Whilst there will be a large number of possible permutations, the diagram below indicates some of the principal mechanisms via which generators will sell electricity and ancillary services.
In deregulated markets, not all generators will receive capacity payments, but capacity auctions may be held under which successful bidders will receive capacity payments for finite periods with the condition they meet the requisite criteria. In the event that successful participants are unable to provide the necessary capacity when called upon, penalties can be incurred.
Because generators in deregulated markets have a greater degree of freedom when determining their strategies for revenue generation, it is important to understand the Insured’s strategy, as this could have a bearing on the way in which the Insured, and the wider market, will be impacted by a loss incident.
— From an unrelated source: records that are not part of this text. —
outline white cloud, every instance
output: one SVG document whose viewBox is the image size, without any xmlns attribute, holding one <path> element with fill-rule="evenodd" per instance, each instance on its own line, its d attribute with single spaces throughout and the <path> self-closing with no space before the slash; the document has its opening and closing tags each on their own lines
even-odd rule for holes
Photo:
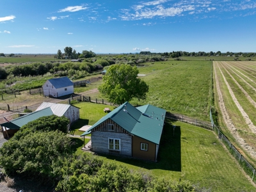
<svg viewBox="0 0 256 192">
<path fill-rule="evenodd" d="M 47 17 L 47 19 L 52 20 L 56 20 L 58 18 L 57 18 L 57 17 L 52 16 L 51 17 Z"/>
<path fill-rule="evenodd" d="M 158 0 L 158 1 L 148 1 L 147 3 L 143 3 L 145 5 L 148 6 L 148 5 L 157 5 L 159 4 L 163 3 L 166 2 L 167 0 Z"/>
<path fill-rule="evenodd" d="M 10 31 L 6 31 L 6 30 L 4 30 L 3 32 L 0 31 L 0 33 L 11 33 L 11 32 L 10 32 Z"/>
<path fill-rule="evenodd" d="M 60 16 L 60 17 L 57 17 L 56 16 L 52 16 L 52 17 L 47 17 L 47 19 L 50 19 L 51 20 L 56 20 L 56 19 L 65 19 L 65 18 L 68 17 L 69 17 L 69 15 Z"/>
<path fill-rule="evenodd" d="M 86 10 L 88 8 L 86 6 L 68 6 L 64 9 L 60 10 L 58 11 L 58 12 L 78 12 L 80 10 Z"/>
<path fill-rule="evenodd" d="M 11 45 L 11 46 L 8 46 L 8 47 L 12 47 L 12 48 L 32 47 L 35 47 L 35 45 Z"/>
<path fill-rule="evenodd" d="M 0 22 L 4 22 L 6 20 L 13 20 L 15 17 L 16 17 L 14 15 L 10 15 L 10 16 L 6 16 L 6 17 L 0 17 Z"/>
<path fill-rule="evenodd" d="M 207 8 L 207 10 L 208 11 L 212 11 L 212 10 L 216 10 L 216 8 L 215 7 L 211 7 L 211 8 Z"/>
<path fill-rule="evenodd" d="M 156 51 L 154 49 L 149 49 L 148 47 L 145 48 L 145 49 L 140 49 L 138 47 L 135 47 L 132 48 L 133 51 Z"/>
<path fill-rule="evenodd" d="M 65 18 L 68 17 L 69 17 L 69 15 L 60 16 L 60 19 L 65 19 Z"/>
</svg>

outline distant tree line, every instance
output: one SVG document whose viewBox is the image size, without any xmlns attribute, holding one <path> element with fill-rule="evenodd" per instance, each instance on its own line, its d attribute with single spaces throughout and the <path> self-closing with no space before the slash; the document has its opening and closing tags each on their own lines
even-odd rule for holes
<svg viewBox="0 0 256 192">
<path fill-rule="evenodd" d="M 64 52 L 62 53 L 60 49 L 58 50 L 57 54 L 54 56 L 54 58 L 60 59 L 71 59 L 77 60 L 78 58 L 90 58 L 96 56 L 96 54 L 92 51 L 83 51 L 82 53 L 76 52 L 76 49 L 74 49 L 71 47 L 66 47 L 64 49 Z"/>
<path fill-rule="evenodd" d="M 140 54 L 159 54 L 162 56 L 175 58 L 181 56 L 243 56 L 243 57 L 255 57 L 256 56 L 256 52 L 221 52 L 218 51 L 217 52 L 210 51 L 209 52 L 205 52 L 204 51 L 199 51 L 199 52 L 186 52 L 186 51 L 173 51 L 173 52 L 159 52 L 159 53 L 152 53 L 150 51 L 141 51 Z"/>
</svg>

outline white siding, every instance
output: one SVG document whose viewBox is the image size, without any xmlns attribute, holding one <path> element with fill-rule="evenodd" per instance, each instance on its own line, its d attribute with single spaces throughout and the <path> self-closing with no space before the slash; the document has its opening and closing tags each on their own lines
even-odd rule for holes
<svg viewBox="0 0 256 192">
<path fill-rule="evenodd" d="M 120 140 L 121 151 L 116 152 L 108 149 L 108 138 Z M 132 136 L 126 133 L 93 131 L 92 132 L 92 151 L 110 153 L 123 156 L 132 156 Z"/>
<path fill-rule="evenodd" d="M 64 116 L 69 119 L 70 123 L 73 123 L 80 118 L 79 109 L 70 106 L 65 113 Z"/>
<path fill-rule="evenodd" d="M 67 90 L 65 90 L 67 89 Z M 61 97 L 69 94 L 74 93 L 74 86 L 70 86 L 67 87 L 63 87 L 57 89 L 58 97 Z"/>
<path fill-rule="evenodd" d="M 65 90 L 67 89 L 67 90 Z M 43 85 L 44 96 L 59 97 L 74 93 L 74 86 L 56 89 L 48 80 Z"/>
</svg>

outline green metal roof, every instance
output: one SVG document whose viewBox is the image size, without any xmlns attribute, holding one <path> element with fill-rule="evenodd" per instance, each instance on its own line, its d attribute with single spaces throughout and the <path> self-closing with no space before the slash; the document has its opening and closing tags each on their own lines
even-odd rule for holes
<svg viewBox="0 0 256 192">
<path fill-rule="evenodd" d="M 9 128 L 10 129 L 19 129 L 21 127 L 27 124 L 28 122 L 36 120 L 42 116 L 52 115 L 54 115 L 54 113 L 49 107 L 42 110 L 28 113 L 26 115 L 12 120 L 9 122 L 2 124 L 1 124 L 1 126 Z"/>
<path fill-rule="evenodd" d="M 150 104 L 135 108 L 128 102 L 100 119 L 81 136 L 110 118 L 131 134 L 159 144 L 166 111 Z"/>
</svg>

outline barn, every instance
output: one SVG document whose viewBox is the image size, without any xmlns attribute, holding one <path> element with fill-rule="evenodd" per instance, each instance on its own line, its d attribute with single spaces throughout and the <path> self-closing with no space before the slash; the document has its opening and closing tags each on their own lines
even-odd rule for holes
<svg viewBox="0 0 256 192">
<path fill-rule="evenodd" d="M 126 102 L 84 132 L 91 133 L 93 152 L 157 161 L 166 111 Z"/>
<path fill-rule="evenodd" d="M 48 79 L 43 85 L 44 96 L 60 97 L 74 93 L 74 84 L 68 77 Z"/>
<path fill-rule="evenodd" d="M 8 122 L 1 124 L 0 125 L 2 127 L 4 138 L 9 138 L 14 135 L 21 127 L 31 121 L 35 120 L 42 116 L 50 116 L 52 115 L 54 115 L 54 113 L 51 109 L 51 108 L 47 108 L 28 113 Z"/>
<path fill-rule="evenodd" d="M 70 104 L 44 102 L 36 109 L 36 111 L 47 108 L 50 108 L 51 109 L 53 114 L 58 116 L 64 116 L 68 118 L 70 124 L 74 122 L 80 118 L 79 108 Z"/>
</svg>

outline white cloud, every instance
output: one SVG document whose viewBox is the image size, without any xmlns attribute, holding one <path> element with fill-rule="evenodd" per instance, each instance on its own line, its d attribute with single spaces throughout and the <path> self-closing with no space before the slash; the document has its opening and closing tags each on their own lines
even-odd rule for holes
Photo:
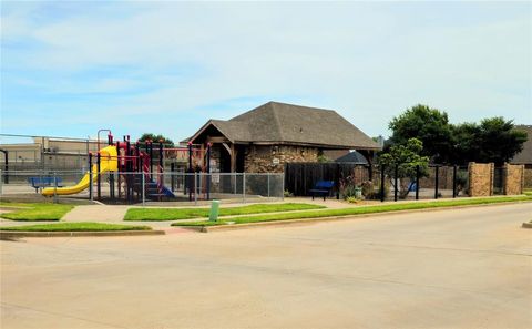
<svg viewBox="0 0 532 329">
<path fill-rule="evenodd" d="M 419 102 L 457 121 L 530 119 L 526 16 L 466 24 L 443 11 L 432 18 L 442 21 L 427 23 L 397 6 L 359 2 L 127 2 L 92 9 L 71 7 L 69 14 L 39 23 L 33 18 L 42 7 L 13 10 L 2 34 L 39 45 L 31 54 L 13 50 L 6 56 L 18 68 L 55 72 L 57 83 L 41 84 L 47 94 L 114 93 L 92 101 L 94 115 L 186 115 L 227 100 L 286 96 L 339 109 L 372 135 Z M 94 70 L 99 74 L 91 76 Z M 207 116 L 229 116 L 202 111 L 180 137 Z"/>
</svg>

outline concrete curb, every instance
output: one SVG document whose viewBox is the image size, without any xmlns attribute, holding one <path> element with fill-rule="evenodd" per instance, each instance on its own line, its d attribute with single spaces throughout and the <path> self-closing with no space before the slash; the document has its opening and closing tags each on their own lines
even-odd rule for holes
<svg viewBox="0 0 532 329">
<path fill-rule="evenodd" d="M 100 236 L 142 236 L 164 235 L 162 229 L 155 230 L 73 230 L 73 232 L 28 232 L 28 230 L 0 230 L 0 239 L 22 237 L 100 237 Z"/>
<path fill-rule="evenodd" d="M 247 229 L 247 228 L 259 228 L 259 227 L 268 227 L 268 226 L 311 225 L 311 224 L 325 223 L 325 222 L 348 220 L 348 219 L 358 219 L 358 218 L 366 218 L 366 217 L 379 217 L 379 216 L 396 215 L 396 214 L 429 213 L 429 212 L 439 212 L 439 210 L 449 210 L 449 209 L 464 209 L 464 208 L 477 208 L 477 207 L 505 206 L 505 205 L 515 205 L 515 204 L 524 204 L 524 203 L 531 203 L 531 202 L 530 201 L 520 201 L 520 202 L 508 202 L 508 203 L 497 203 L 497 204 L 447 206 L 447 207 L 439 207 L 439 208 L 406 209 L 406 210 L 382 212 L 382 213 L 374 213 L 374 214 L 345 215 L 345 216 L 331 216 L 331 217 L 318 217 L 318 218 L 270 220 L 270 222 L 217 225 L 217 226 L 177 226 L 177 227 L 182 227 L 182 228 L 186 228 L 186 229 L 191 229 L 191 230 L 195 230 L 195 232 L 201 232 L 201 233 L 209 233 L 209 232 L 222 232 L 222 230 L 237 230 L 237 229 Z M 525 227 L 524 224 L 525 223 L 523 223 L 523 227 Z"/>
</svg>

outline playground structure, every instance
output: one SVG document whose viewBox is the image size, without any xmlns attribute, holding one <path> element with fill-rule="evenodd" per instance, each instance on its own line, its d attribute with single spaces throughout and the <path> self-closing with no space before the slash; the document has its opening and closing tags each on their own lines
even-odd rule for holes
<svg viewBox="0 0 532 329">
<path fill-rule="evenodd" d="M 111 202 L 137 203 L 144 201 L 175 199 L 175 186 L 182 185 L 183 195 L 188 194 L 188 201 L 197 198 L 196 193 L 203 192 L 203 199 L 209 199 L 211 181 L 205 179 L 198 188 L 193 173 L 208 174 L 211 172 L 211 144 L 193 145 L 186 147 L 164 147 L 163 141 L 131 143 L 130 136 L 123 141 L 113 141 L 113 135 L 108 131 L 108 146 L 96 153 L 89 153 L 89 169 L 78 184 L 68 187 L 53 187 L 42 189 L 44 196 L 73 195 L 89 188 L 89 198 Z M 99 131 L 99 134 L 100 132 Z M 100 141 L 100 137 L 98 138 Z M 154 147 L 155 146 L 155 147 Z M 185 179 L 175 184 L 175 176 L 171 175 L 171 186 L 165 185 L 164 158 L 186 157 L 187 168 Z M 171 163 L 171 172 L 175 164 Z M 102 178 L 104 177 L 104 178 Z M 105 181 L 103 181 L 105 179 Z M 95 191 L 94 191 L 95 183 Z M 104 196 L 102 186 L 109 186 Z M 181 191 L 180 191 L 181 192 Z"/>
</svg>

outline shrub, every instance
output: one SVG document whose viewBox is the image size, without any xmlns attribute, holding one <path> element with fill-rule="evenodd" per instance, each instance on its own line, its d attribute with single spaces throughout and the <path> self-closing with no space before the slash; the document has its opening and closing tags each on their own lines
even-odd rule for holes
<svg viewBox="0 0 532 329">
<path fill-rule="evenodd" d="M 385 181 L 385 198 L 388 197 L 390 193 L 390 182 Z M 362 195 L 366 199 L 380 199 L 380 184 L 374 184 L 371 181 L 366 181 L 362 183 Z"/>
<path fill-rule="evenodd" d="M 361 199 L 354 196 L 349 196 L 348 198 L 346 198 L 346 201 L 350 204 L 358 204 L 359 202 L 361 202 Z"/>
</svg>

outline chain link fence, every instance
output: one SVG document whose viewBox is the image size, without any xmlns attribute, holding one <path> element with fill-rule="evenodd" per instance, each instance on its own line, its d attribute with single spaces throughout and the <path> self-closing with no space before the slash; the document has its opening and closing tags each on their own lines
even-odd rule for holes
<svg viewBox="0 0 532 329">
<path fill-rule="evenodd" d="M 234 199 L 267 202 L 284 198 L 284 174 L 123 173 L 88 171 L 0 172 L 0 196 L 91 199 L 104 204 L 145 204 Z M 91 184 L 92 182 L 92 184 Z"/>
</svg>

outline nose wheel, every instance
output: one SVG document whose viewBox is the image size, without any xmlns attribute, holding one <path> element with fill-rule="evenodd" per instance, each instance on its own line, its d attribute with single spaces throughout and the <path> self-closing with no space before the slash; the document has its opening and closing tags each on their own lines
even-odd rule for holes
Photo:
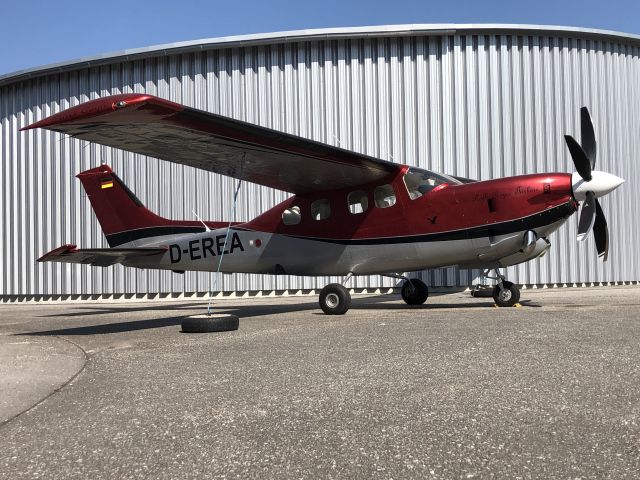
<svg viewBox="0 0 640 480">
<path fill-rule="evenodd" d="M 507 281 L 504 275 L 496 268 L 495 277 L 489 275 L 490 270 L 485 271 L 482 276 L 497 280 L 498 284 L 493 289 L 493 301 L 498 307 L 513 307 L 520 301 L 520 289 L 512 282 Z M 476 286 L 477 287 L 477 286 Z"/>
<path fill-rule="evenodd" d="M 402 284 L 400 294 L 407 305 L 422 305 L 429 298 L 429 288 L 422 280 L 411 278 Z"/>
</svg>

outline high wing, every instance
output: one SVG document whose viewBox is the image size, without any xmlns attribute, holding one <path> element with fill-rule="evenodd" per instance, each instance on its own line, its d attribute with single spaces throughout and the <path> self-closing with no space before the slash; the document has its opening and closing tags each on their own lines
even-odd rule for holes
<svg viewBox="0 0 640 480">
<path fill-rule="evenodd" d="M 348 188 L 401 165 L 145 94 L 92 100 L 23 130 L 83 140 L 220 173 L 286 192 Z"/>
<path fill-rule="evenodd" d="M 97 267 L 109 267 L 116 263 L 126 263 L 140 257 L 162 255 L 166 247 L 153 248 L 82 248 L 63 245 L 45 253 L 38 262 L 81 263 Z"/>
</svg>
As an example, many generators attempt to minimise risk by selling forward a significant portion of planned generation and locking in prices to guarantee acceptable margins. Depending on the level of forward commitment, this may mean the generator will have to buy-back or reverse its forward positions in the event of a loss, incurring incremental costs. Equally, generators that allow for greater exposure on the day-ahead-market (“DAM”), will have a greater degree of impact on the prices in those markets, which will need to be borne in mind when modelling prices for the projected case. In future articles we will address these and other issues affecting power losses in more detail.
Global power markets are constantly evolving. When measuring BI and DSU losses incurred by generation companies, it is necessary to have a good understanding of the market(s) that an Insured operates in and the precise way in which the Insured operates within those markets. In this article, we have provided a high-level overview of the key features of the two main types of markets. In subsequent power market articles we will explore the most common issues that arise when modelling losses in these markets.